WITH product_revenue AS (
SELECT
p.category,
p.product_name,
SUM(oi.quantity * oi.unit_price) AS revenue,
RANK() OVER (
PARTITION BY p.category
ORDER BY SUM(oi.quantity * oi.unit_price) DESC
) AS rank
FROM order_items oi
JOIN products p ON oi.product_id = p.id
GROUP BY p.category, p.product_name
)
SELECT category, product_name, revenue
FROM product_revenue
WHERE rank <= 3
ORDER BY category, rank;
29. What is the difference between RANK(), DENSE_RANK(), and ROW_NUMBER()?
All three assign a number to each row based on ordering, but they handle ties differently:
- ROW_NUMBER(): Always unique (1, 2, 3, 4). Ties get arbitrary order.
- RANK(): Ties get the same number, then skips (1, 2, 2, 4).
- DENSE_RANK(): Ties get the same number, no skip (1, 2, 2, 3).
SELECT
name,
salary,
ROW_NUMBER() OVER (ORDER BY salary DESC) AS row_num,
RANK() OVER (ORDER BY salary DESC) AS rank,
DENSE_RANK() OVER (ORDER BY salary DESC) AS dense_rank
FROM employees;
30. Write a query to pivot data (rows to columns).
-- Using CASE + GROUP BY (works in all databases)
SELECT
product_id,
SUM(CASE WHEN EXTRACT(MONTH FROM order_date) = 1 THEN amount ELSE 0 END) AS jan,
SUM(CASE WHEN EXTRACT(MONTH FROM order_date) = 2 THEN amount ELSE 0 END) AS feb,
SUM(CASE WHEN EXTRACT(MONTH FROM order_date) = 3 THEN amount ELSE 0 END) AS mar
FROM orders
WHERE EXTRACT(YEAR FROM order_date) = 2026
GROUP BY product_id;
Advanced SQL Interview Questions (31-40)
These questions separate strong candidates from average ones. Expect these at senior data roles and FAANG-level interviews.
31. What are window functions? How do they differ from aggregate functions?
Window functions perform calculations across a set of rows related to the current row without collapsing them into a single result. Unlike aggregate functions with GROUP BY, window functions keep all individual rows in the output.

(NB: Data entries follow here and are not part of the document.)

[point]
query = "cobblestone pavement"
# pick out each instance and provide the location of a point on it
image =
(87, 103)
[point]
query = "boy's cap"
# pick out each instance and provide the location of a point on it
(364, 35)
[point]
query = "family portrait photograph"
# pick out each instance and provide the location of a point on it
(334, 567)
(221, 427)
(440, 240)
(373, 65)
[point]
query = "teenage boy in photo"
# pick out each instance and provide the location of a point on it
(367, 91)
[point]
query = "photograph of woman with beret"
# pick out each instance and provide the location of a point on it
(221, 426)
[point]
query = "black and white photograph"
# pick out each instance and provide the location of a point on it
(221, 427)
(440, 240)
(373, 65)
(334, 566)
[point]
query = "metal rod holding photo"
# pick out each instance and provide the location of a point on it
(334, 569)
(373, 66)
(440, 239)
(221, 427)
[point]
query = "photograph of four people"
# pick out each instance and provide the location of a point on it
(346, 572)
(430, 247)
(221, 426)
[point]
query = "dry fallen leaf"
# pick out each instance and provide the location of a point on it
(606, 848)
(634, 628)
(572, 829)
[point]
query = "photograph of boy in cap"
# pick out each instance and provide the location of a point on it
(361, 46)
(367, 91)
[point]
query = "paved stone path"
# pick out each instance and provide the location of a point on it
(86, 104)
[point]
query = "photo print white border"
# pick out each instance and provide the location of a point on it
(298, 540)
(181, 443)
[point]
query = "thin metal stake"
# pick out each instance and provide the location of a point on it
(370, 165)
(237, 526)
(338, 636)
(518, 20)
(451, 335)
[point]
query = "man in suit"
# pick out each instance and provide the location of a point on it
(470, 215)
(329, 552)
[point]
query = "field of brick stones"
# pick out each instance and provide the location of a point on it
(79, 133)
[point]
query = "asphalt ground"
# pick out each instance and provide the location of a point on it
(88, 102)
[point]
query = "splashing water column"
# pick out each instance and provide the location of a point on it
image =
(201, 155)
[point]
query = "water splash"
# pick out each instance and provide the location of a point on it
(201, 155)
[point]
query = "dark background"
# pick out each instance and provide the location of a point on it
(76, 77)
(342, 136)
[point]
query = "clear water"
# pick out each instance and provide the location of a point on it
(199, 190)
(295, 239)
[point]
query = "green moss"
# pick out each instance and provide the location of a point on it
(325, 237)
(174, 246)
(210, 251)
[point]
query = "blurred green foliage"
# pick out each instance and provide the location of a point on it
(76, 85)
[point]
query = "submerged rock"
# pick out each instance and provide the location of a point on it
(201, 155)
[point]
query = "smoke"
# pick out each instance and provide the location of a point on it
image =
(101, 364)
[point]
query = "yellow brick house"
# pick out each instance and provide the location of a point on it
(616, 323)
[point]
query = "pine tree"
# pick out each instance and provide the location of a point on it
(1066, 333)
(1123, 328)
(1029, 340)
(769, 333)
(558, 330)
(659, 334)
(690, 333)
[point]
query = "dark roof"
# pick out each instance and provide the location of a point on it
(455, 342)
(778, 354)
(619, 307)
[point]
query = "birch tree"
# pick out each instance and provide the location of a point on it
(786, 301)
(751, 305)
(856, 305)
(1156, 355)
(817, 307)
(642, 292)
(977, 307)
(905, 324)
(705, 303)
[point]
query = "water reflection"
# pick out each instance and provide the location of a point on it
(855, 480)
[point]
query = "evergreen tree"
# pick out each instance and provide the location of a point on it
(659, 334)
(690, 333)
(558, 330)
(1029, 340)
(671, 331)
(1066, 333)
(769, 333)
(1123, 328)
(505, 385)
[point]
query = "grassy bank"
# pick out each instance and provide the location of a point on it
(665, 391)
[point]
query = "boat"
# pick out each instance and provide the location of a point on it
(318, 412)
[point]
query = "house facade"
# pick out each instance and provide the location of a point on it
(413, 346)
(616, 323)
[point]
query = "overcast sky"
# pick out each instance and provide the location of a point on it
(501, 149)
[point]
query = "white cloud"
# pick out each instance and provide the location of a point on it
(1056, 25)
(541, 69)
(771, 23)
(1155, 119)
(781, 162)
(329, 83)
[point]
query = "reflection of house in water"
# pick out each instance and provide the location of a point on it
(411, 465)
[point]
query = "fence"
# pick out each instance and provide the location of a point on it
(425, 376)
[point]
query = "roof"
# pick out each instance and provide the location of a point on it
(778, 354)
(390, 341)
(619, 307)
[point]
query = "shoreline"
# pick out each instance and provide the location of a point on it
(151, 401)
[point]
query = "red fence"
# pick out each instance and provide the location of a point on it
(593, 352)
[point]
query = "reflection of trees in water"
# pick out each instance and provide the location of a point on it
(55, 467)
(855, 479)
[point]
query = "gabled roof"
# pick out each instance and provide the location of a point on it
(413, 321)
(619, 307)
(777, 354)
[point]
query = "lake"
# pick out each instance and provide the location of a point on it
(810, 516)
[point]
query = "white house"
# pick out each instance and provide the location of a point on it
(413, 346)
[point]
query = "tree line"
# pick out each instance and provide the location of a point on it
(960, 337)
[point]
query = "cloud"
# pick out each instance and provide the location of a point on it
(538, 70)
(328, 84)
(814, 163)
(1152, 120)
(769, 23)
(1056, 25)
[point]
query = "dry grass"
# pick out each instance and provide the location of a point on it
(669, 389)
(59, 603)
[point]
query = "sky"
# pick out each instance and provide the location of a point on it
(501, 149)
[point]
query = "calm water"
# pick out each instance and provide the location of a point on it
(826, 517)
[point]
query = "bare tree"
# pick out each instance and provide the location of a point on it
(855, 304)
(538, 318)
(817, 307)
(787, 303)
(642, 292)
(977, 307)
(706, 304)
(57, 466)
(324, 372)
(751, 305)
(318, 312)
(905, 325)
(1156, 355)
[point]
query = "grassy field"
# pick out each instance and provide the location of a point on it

-- Aggregate: collapses to one row per department
SELECT department, AVG(salary) FROM employees GROUP BY department;
-- Window function: keeps all rows, adds department average
SELECT
name,
department,
salary,
AVG(salary) OVER (PARTITION BY department) AS dept_avg,
salary - AVG(salary) OVER (PARTITION BY department) AS diff_from_avg
FROM employees;
32. Explain LAG() and LEAD() with a practical example.
LAG() accesses data from a previous row. LEAD() accesses data from a following row. Both are window functions.
-- Month-over-month revenue comparison
SELECT
month,
revenue,
LAG(revenue, 1) OVER (ORDER BY month) AS prev_month_revenue,
ROUND(
(revenue - LAG(revenue, 1) OVER (ORDER BY month))
/ LAG(revenue, 1) OVER (ORDER BY month) * 100, 1
) AS mom_growth_pct,
LEAD(revenue, 1) OVER (ORDER BY month) AS next_month_revenue
FROM monthly_revenue;
33. What is a recursive CTE? Write an example.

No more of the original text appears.